Theme 2 - Exogenous vascular regeneration
Developing exogenous sources of vascular regeneration
Theme 2 is developing proangiogenic cellular products starting from human (h) pluripotent stem cells (SC): prevalently embryonic stem cells (ESC), but also induced pluripotent stem cells (iPSC). We develop new RNA biology knowledge and apply it to improve the process of endothelial differentiation of SC. We are also expanding the understanding of extracellular vesicles, especially exosomes, released by SCs and their importance in modulating the paracrine activity of the cells. Exosomes represent a promising option for acellular regenerative medicine.
Pluripotent stem cells offer the possibility for controlled differentiation and purification into vascular (progenitor) cells, with scale-up capability and refinement of cell content. We have developed clinical compatible protocols to produce proangiogenic endothelial cells(ECs) from hESC and demonstrated their therapeutic potential in acute and chronic limb ischaemia models in immune-deficient and immune-competent mice, including in mouse models of Type 2 diabetes. We also provide evidence that non-coding (nc) RNA, particularly long ncRNA (IncRNA), contribute to mesodermal and endothelial commitment and are instrumental to the specification of endothelial arterial versus venous identity. We are also interested in exogenous modulation of therapeutic lympho-angiogenesis. Lympho-angiogenesis is emerging as important for post-myocardial infarction recovery because it reduces myocardial oedema and favours the clearance of inflammatory cells, thus potentially reducing scarring. During development, lymphatic endothelial cells arise in part from venous ECs and in part from haemoangioblasts and hESC can be differentiated to lymphatic ECs. We are using our hESC systems to target post-myocardial infarction neovascularisation and evoke selective specification to arterial ECs and lymphatic ECs to improve our knowledge of this complex process and further refine the exogenous regenerative therapeutic approach.
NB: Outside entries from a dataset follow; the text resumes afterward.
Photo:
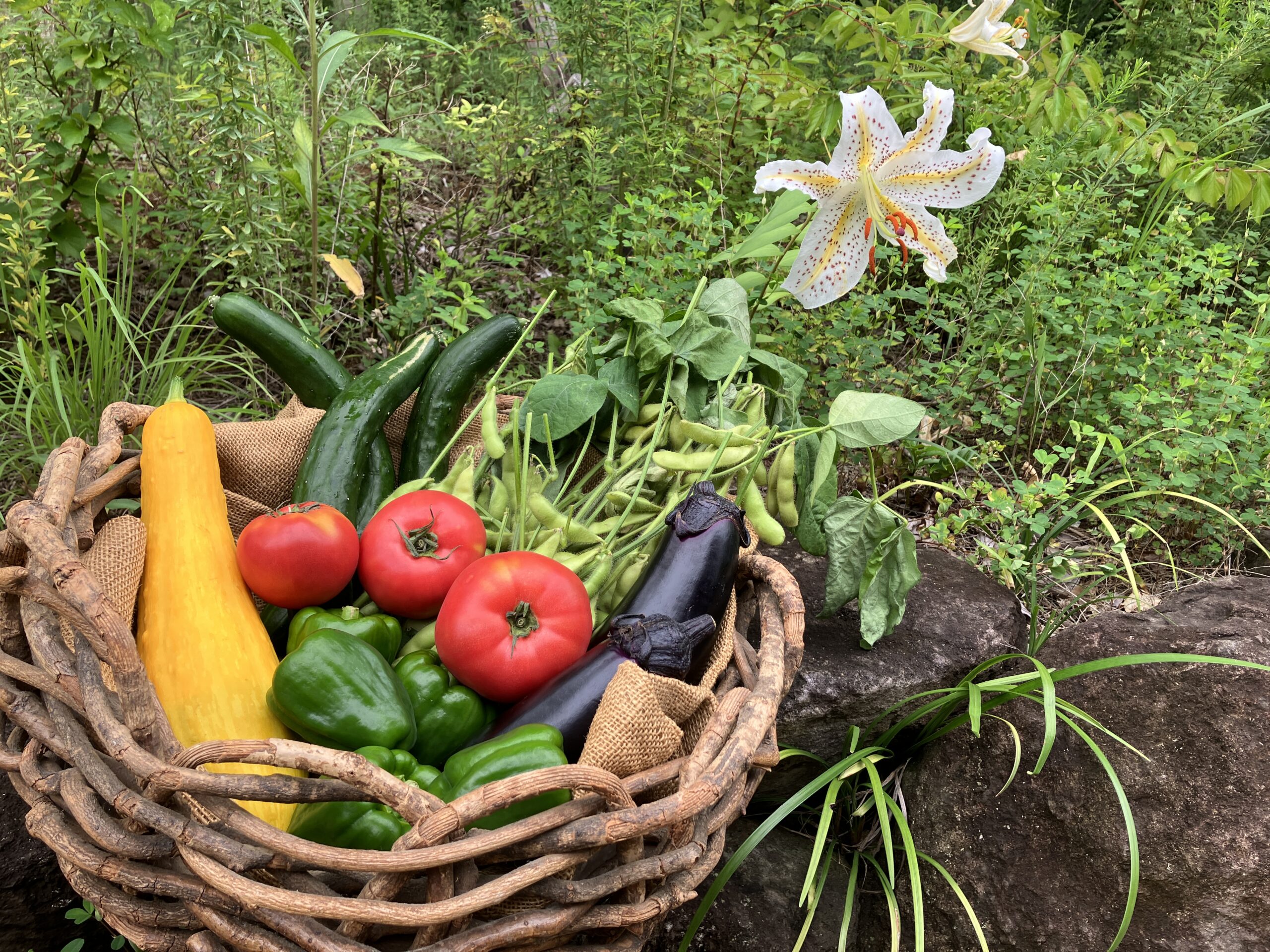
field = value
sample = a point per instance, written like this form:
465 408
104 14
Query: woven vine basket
173 862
Available proteomics datasets from primary ECs (lymphatic and arterial) will be used for comparison to enable a comprehensive, unbiased read-out at the protein level rather than rely on selected marker proteins.
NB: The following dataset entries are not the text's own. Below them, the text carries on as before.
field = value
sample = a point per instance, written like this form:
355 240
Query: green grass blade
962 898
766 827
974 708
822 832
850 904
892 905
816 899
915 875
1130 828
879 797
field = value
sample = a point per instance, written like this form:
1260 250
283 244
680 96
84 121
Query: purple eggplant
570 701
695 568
Recent evidence has accumulated that extracellular vesicles, particularly exosomes, are key contributors of paracrine factors, driving proangiogenic activities by vascular progenitor cells in the ischaemic heart.
Our main aims are to:
- Investigate the therapeutic potential of established hESCs in rodent myocardial infarction.
- Promote arterial and lymphatic specification of hESC-ECs and assess the impact of transplanted hESC-derived arterial EC and hESC-derived lymphatic ECs in post-MI vascular regeneration
- Investigate the contribution of exosomes to the therapeutic responses to hESC-EC
- Engineer endogenous and synthetic exosomes to develop them in off-the-shelf therapeutics able to induce vascular regeneration in the setting of myocardial infarction.